Thank you to the publisher Hodder & Stoughton for providing me with an arc copy of this book via NetGalley. This in no way affects my opinion.
Title: The Prison Healer
Author: Lynette Noni
Publisher: Hodder & Stoughton
Audience: Young Adult
Release Date: 13th April 2021
Seventeen-year-old Kiva Meridan has spent the last ten years fighting for survival in the notorious death prison, Zalindov, working as the prison healer.
When the Rebel Queen is captured, Kiva is charged with keeping the terminally ill woman alive long enough for her to undergo the Trial by Ordeal: a series of elemental challenges against the torments of air, fire, water, and earth, assigned to only the most dangerous of criminals.
Then a coded message from Kiva’s family arrives, containing a single order: “Don’t let her die. We are coming.” Aware that the Trials will kill the sickly queen, Kiva risks her own life to volunteer in her place. If she succeeds, both she and the queen will be granted their freedom.
But no one has ever survived.
With an incurable plague sweeping Zalindov, a mysterious new inmate fighting for Kiva’s heart, and a prison rebellion brewing, Kiva can’t escape the terrible feeling that her trials have only just begun.
Heading into The Prison Healer, I wasn’t sure what to expect as it was the first Lynette Noni book that I have picked up, and I thoroughly enjoyed it. I loved the complex plot that constantly left me guessing until the last page.

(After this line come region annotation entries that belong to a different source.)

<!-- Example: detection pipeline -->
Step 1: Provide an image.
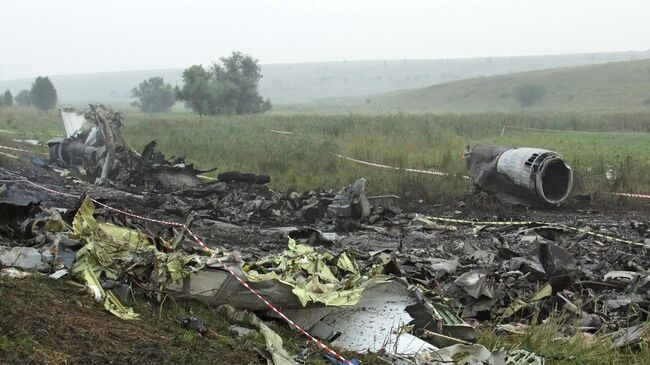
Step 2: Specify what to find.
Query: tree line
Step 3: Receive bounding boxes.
[0,52,271,116]
[0,76,58,112]
[131,52,271,116]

The characters are such a central part of The Prison Healer, and they really delivered. I loved the mix of personalities and how they interacted with each other. Kiva was my favourite character because she is so different to the normal female protagonist, and I loved that. She had such a strong ethic, and the way she treated Trip was adorable. There was also the start to a possible romantic relationship, but I am glad that it did not overtake the whole story, and the plot was much more focused on the prison.

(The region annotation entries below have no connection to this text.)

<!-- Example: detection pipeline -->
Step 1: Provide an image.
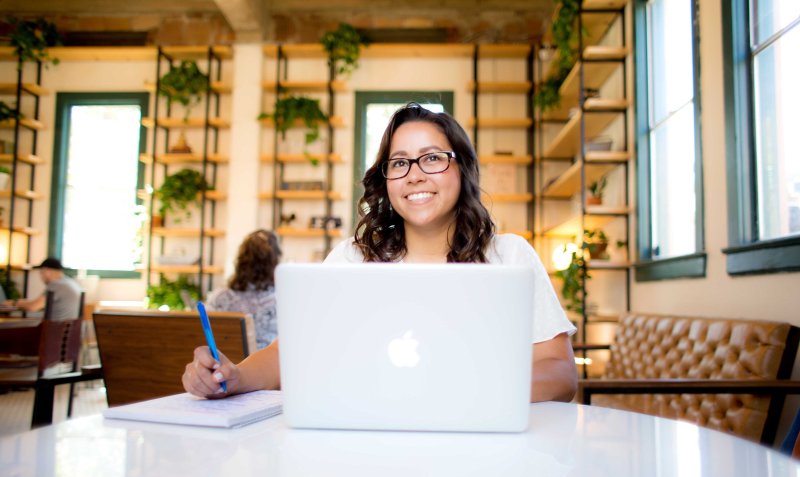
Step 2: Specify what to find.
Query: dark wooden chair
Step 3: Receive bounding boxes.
[0,293,101,427]
[94,310,256,406]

As this was my first Lynette Noni book, I wasn’t sure what to expect from her writing style, but I thoroughly enjoyed it. I liked the mix of long passages of learning about the setting and being drip-fed things through conversations. I think this really lent itself well to the story and created a suitable atmosphere. This definitely kept me intrigued in the story.
I did find myself getting a little bit bored towards the middle of the book as it felt as if the story was going round in circles without making any progress. The characters were all in a holding pattern waiting for the next trial to take place, without making an effort to solve their problems. But this did improve towards the end of the book as the story began to move forward and Lynette Noni gave more answers to my questions.
The ending of The Prison Healer is very dramatic, and it gives quite a few answers to questions in a short space of time. I would have liked this to have been a little bit slower to fully appreciate what was happening and what the effects could be. But I will say that I didn’t expect the ending, which is a surprise, especially after how many hints we were given.
I can’t wait to read the sequel to The Prison Healer after the reveals at the end. I will definitely be going and checking out some of Lynette Noni’s backlist to see if there is anything else I am interested in. If you were not going to pick up The Prison Healer, I highly suggest you change your plans and do.